Review: Interpreting Antimicrobial Susceptibility Results

Susceptibility and Resistance

These are related terms to describe the same concept: the concentration of antimicrobial required to inhibit growth of an isolate of bacteria as it relates to the likelihood of clinical success. “Susceptible” and “resistant” are qualitative terms used to simplify the results of tests of growth inhibition. Problems with interpretation can occur when the definitions underlying the qualitative terms are not universally agreed upon or when different thresholds are used by the individual that performs the test and the individual that uses the results of the test.

Differentiating inherent and acquired resistance is important from a clinical and epidemiological standpoint, since the concern for resistance associated with treatment failure is generally speaking due to bacteria acquiring resistance genes from other bacteria, rather than a gene that has always been present in a particular bacterial species. Acquired resistance is most often generated by the acquisition of new bacterial DNA by various mechanisms, including transfer of plasmids (extra-chromosomal DNA) between a resistant and a susceptible organism, or transfer of an integron or other type of moveable gene between a resistant and a susceptible organism. Transfer of resistance can occur between bacteria of the same species, but also between bacteria of different species and even of different genera. The significance of this transfer is that the bacteria containing these resistance genes may be selectively targeted for survival by the presence of an antimicrobial, and the resistance DNA is then carried on the next generation or is transferred to other bacteria.

Determining susceptibility or resistance

Since we have described resistance as requiring more antimicrobial than can be delivered to the infection site, we need a way to determine how much of a particular antimicrobial is required to inhibit the growth of a particular organism. We are all familiar with susceptibility testing as performed by most clinical microbiology labs, but it is useful to briefly review these tests.

The two major types of susceptibility testing performed by veterinary diagnostic laboratories are disk diffusion and broth microdilution. Disk diffusion testing uses paper disks containing known quantities of antimicrobials, and the zone around which no growth of bacteria occurs correlates with a particular range of antimicrobial concentrations. The correlation between zone and MIC is a qualitative rather than a quantitative one: zones of inhibition do not linearly correspond to minimum inhibitory concentrations of antimicrobial.

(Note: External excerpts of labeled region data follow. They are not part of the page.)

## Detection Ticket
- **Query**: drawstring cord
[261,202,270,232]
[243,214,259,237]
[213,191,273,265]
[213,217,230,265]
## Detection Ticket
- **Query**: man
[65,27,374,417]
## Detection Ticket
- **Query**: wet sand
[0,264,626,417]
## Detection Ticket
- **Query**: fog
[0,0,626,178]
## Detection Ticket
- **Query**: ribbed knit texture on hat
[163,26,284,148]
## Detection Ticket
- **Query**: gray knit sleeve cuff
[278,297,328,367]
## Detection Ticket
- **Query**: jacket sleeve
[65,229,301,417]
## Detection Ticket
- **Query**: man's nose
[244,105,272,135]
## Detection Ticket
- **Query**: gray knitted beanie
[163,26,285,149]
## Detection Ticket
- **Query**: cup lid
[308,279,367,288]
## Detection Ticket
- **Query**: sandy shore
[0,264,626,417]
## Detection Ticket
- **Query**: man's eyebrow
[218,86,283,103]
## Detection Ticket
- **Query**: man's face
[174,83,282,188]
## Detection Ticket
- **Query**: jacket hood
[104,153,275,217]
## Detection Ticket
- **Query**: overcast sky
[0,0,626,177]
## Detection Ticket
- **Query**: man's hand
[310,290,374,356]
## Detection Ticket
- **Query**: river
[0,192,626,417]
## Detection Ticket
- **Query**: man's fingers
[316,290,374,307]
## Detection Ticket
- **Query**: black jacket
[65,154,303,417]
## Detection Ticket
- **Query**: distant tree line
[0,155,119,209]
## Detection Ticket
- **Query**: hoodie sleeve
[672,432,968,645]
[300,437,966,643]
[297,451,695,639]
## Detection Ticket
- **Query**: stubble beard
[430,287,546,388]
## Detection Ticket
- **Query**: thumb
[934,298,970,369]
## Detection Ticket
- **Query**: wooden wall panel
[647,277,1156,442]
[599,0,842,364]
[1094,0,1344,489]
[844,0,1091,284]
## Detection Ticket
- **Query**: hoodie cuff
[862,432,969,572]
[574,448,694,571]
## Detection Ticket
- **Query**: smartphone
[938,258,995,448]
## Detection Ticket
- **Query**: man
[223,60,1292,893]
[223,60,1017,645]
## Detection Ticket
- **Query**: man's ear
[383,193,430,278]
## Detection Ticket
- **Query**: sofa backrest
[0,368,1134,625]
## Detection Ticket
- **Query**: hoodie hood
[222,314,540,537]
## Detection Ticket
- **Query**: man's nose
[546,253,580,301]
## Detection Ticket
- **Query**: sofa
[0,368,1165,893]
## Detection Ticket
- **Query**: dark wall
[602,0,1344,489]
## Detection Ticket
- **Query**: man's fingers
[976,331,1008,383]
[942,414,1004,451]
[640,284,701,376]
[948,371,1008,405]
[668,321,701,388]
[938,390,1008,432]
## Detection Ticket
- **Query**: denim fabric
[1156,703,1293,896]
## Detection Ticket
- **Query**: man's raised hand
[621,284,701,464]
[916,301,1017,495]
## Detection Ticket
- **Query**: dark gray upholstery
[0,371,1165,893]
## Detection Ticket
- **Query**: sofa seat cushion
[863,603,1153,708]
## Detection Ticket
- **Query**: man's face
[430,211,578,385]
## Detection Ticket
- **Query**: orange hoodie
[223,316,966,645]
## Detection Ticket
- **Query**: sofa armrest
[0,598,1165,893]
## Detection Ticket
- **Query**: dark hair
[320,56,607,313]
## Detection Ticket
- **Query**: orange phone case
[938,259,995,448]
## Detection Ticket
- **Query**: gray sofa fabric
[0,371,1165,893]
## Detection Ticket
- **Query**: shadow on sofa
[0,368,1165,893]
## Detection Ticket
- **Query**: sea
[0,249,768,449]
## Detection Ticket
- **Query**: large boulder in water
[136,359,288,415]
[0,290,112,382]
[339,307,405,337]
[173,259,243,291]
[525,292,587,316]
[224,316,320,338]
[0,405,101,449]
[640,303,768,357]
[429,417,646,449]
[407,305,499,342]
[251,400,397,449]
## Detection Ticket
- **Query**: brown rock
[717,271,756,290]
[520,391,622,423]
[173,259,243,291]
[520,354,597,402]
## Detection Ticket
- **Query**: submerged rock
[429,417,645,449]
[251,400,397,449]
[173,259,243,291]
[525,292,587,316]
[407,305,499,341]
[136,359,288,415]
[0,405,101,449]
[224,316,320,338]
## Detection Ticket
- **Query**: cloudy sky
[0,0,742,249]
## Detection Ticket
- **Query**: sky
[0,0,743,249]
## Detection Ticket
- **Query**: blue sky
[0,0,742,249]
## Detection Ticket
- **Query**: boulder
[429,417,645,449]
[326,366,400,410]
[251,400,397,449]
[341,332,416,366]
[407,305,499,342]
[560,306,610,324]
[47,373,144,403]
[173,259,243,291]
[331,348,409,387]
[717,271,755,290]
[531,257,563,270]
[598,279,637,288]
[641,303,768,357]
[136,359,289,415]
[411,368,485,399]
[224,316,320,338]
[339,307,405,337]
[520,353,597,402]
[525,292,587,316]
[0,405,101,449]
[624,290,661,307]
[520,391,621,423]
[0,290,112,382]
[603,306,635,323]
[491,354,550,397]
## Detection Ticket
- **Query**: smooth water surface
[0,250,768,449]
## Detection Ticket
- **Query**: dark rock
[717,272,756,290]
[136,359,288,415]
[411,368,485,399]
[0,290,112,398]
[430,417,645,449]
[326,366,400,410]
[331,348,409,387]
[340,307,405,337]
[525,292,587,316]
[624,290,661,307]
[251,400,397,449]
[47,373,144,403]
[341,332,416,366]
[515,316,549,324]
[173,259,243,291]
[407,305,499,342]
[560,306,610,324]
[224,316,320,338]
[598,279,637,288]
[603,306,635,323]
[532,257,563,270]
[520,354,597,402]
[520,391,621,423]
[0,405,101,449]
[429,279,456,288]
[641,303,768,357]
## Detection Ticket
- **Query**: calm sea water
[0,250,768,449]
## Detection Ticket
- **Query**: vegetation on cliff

Broth microdilution testing is used to characterize the quantity of antimicrobial required to inhibit bacterial growth. Varying concentrations of antimicrobial are mixed with the broth used to grow bacterial isolates, and the lowest concentration which demonstrates no growth is the MIC. This type of testing is usual performed with 96-well plates so multiple drugs can be tested or even more than one isolate can be tested on a plate. Concentrations of antimicrobial which are clustered around the breakpoint are generally selected for testing, with the idea that these concentrations are also actually clinical achievable in the animal.

What is a breakpoint and how are they determined?

The purpose of the breakpoint is to provide a cutoff or threshold for categorizing organisms with different phenotypes. The phenotypes practicing veterinarians are interested in identifying are those that might be difficult to eliminate in clinical infections because they require increased concentrations of antimicrobials to inhibit growth. However, other groups may be interested in other cutoffs, such as epidemiologic cutoffs, whereby populations of organisms could be evaluated over time to watch for significant changes in susceptibility. Different cutoffs might also be used to evaluate whether the majority of isolates remain wild-type, or whether acquired resistance is penetrating a population. The breakpoints discussed in this document are clinical breakpoints, related to predicting clinical outcome of antimicrobial therapy for bacterial disease.

Through a multi-step process, data are gathered and/or generated which allow the Clinical Laboratory Standards Institute Veterinary Antimicrobial Susceptibility Testing Subcommittee (CLSI VAST) to select appropriate breakpoints. (The CLSI is an international, interdisciplinary, nonprofit, standards-developing, and educational organization that promotes the development and use of voluntary consensus standards and guidelines within the health care community.) These data include pharmacokinetics of the drug in question, pharmacodynamics of the drug (how does it work best), and MIC data for at least 100 different isolates of the bacterial species for which the breakpoints will be valid.

For a description of how tilmicosin breakpoints for porcine respiratory disease were determined, click here, and ceftiofur breakpoints for porcine respiratory disease, click here. A complete review of how breakpoints for human antimicrobials are determined can be found here.

References

Clinical Laboratory Standards Institute, “Performance Standards for Antimicrobial Disk and Dilution Susceptibility Test for Bacteria Isolated from Animals; Approved Standard – Second Edition,” M31-A2, 2005.